The people of California find and declare all of the following:(a) The Salton Sea, located in the Counties of Imperial and Riverside, is California’s largest lake. Once an intermittent freshwater sea that formed and evaporated several times over thousands of years, the modern-day sea formed in 1905 when the Colorado River breached an inadequate diversion structure and flowed into the basin for two years.
(b) The Salton Sea is a terminal lake, with inflows from the New River, the Alamo River, and the Whitewater River, and no natural outflows. The New River, which has primarily been used to convey agricultural runoff as
well as treated and raw sewage, is considered one of the most polluted rivers in the United States.
(c) The Salton Sea loses approximately one million acre-feet per year to evaporation, and, as a result, is becoming increasingly saline and exposing more playa. This presents a variety of environmental and public health concerns.
(d) More than 95 percent of California's historical wetlands have been converted to other land uses, making the Salton Sea a critical wetland area in California for migratory waterfowl and shorebirds. The Salton Sea supports more than 400 species of birds, and is an internationally significant stopover site for hundreds of thousands of birds migrating along the Pacific Flyway. Fishery resources in the Salton Sea have also declined significantly due to
increasing salinity, evaporation, and declining water quality. Absent remediation efforts, health conditions at the Salton Sea will rapidly deteriorate for both humans and wildlife, especially with the water transfers increasing as of 2017 and a decrease in runoff flows to the Salton Sea.
(e) The shrinking Salton Sea also poses significant air quality concerns for residents in the region as more playa is exposed.
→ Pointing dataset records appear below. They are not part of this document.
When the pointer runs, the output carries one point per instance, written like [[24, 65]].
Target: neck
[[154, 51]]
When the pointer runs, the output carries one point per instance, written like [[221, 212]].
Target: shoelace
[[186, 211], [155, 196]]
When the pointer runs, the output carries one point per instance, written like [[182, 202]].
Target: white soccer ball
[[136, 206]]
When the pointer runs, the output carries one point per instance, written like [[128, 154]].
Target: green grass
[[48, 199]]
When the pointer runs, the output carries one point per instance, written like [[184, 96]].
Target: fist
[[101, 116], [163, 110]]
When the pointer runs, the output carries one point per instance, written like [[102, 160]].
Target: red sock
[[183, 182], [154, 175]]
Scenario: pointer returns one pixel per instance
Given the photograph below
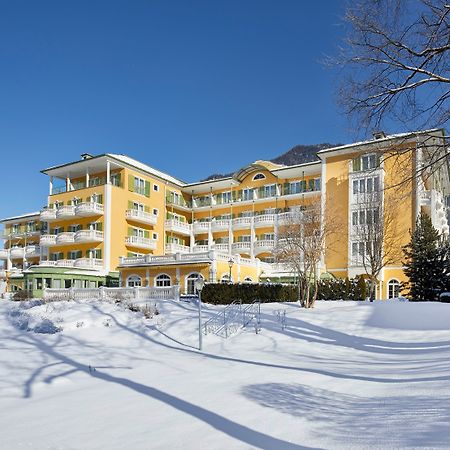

According to the Pacific Institute, more than 100 square miles of dusty lake bed could be exposed to the desert winds. That would cause fine particles to blow over the Coachella and Imperial Valleys, with the latter already suffering from the highest childhood asthma hospitalization rate in the state and both areas
containing high numbers of seniors who are especially susceptible to poor air quality.
(f) Signed in 2003, the Quantification Settlement Agreement (QSA) is a historic water agreement that limited California’s Colorado River water usage to 4.4 million acre-feet annually. Key elements of the QSA include water conservation measures, water transfers from the Imperial Irrigation District to the San Diego County Water Authority and to the Coachella Valley Water District, environmental mitigation obligations, regulatory provisions, and funding agreements.
(g) The Salton Sea Restoration Act (Chapter 13 (commencing with Section 2930) of Division 3 of the Fish and Game Code) includes numerous provisions for habitat and species protection, air quality, and the eventual restoration
of the Salton Sea by the state. Specifically, the Salton Sea Restoration Act commits “the State of California [to] undertake the restoration of the Salton Sea ecosystem and the permanent protection of the wildlife dependent on that ecosystem.”
(h) Section 2081.7 of the Fish and Game Code required the Secretary of the Natural Resources Agency, in consultation with the Department of Fish and Wildlife, the Department of Water Resources, the Salton Sea Authority, air quality districts, and the Salton Sea Advisory Committee to undertake a restoration study to determine a preferred alternative for Salton Sea restoration, to prepare a Programmatic Environmental Impact Report (PEIR) analyzing the alternatives, and to submit a preferred alternative to the Legislature on or before December 31, 2006. The resulting report indicated that the
preferred alternative would cost nearly $9 billion.
(i) The Legislature has not acted on the preferred alternative, but has taken steps to restore the Salton Sea. The Legislature appropriated funds for the Species Conservation Habitat Project, which is similar to the early start habitat projects described as Phase 1 in the 2006 PEIR. In the Budget Act of 2013, the Legislature appropriated funds available from Proposition 84 (The Safe Drinking Water, Water Quality and Supply, Flood Control, River and Coastal Protection Bond Act of 2006) for initial restoration projects at the Salton Sea. In the Budget Act of 2016, the Legislature appropriated $80 million from funds available from Proposition 1 (The Water Quality, Supply, and Infrastructure Improvement Act of 2014) to restore habitat and suppress dust at the Salton Sea in the near term.
(j) In 2015, the Governor created the Salton Sea Task Force and directed agencies to develop a comprehensive management plan for the Salton Sea that will meet a short-term goal of 9,000 to 12,000 acres of habitat and dust suppression projects. The Governor also set a medium-term plan to construct 18,000 to 25,000 acres of habitat and dust suppression projects.
(k) On March 16, 2017, the Governor’s administration released its draft 10-year plan. Funding for the first four years of the plan has been secured with the $80 million in Proposition 1 funding. The last six years of the plan are unfunded, with an estimated cost of upwards of $300 million.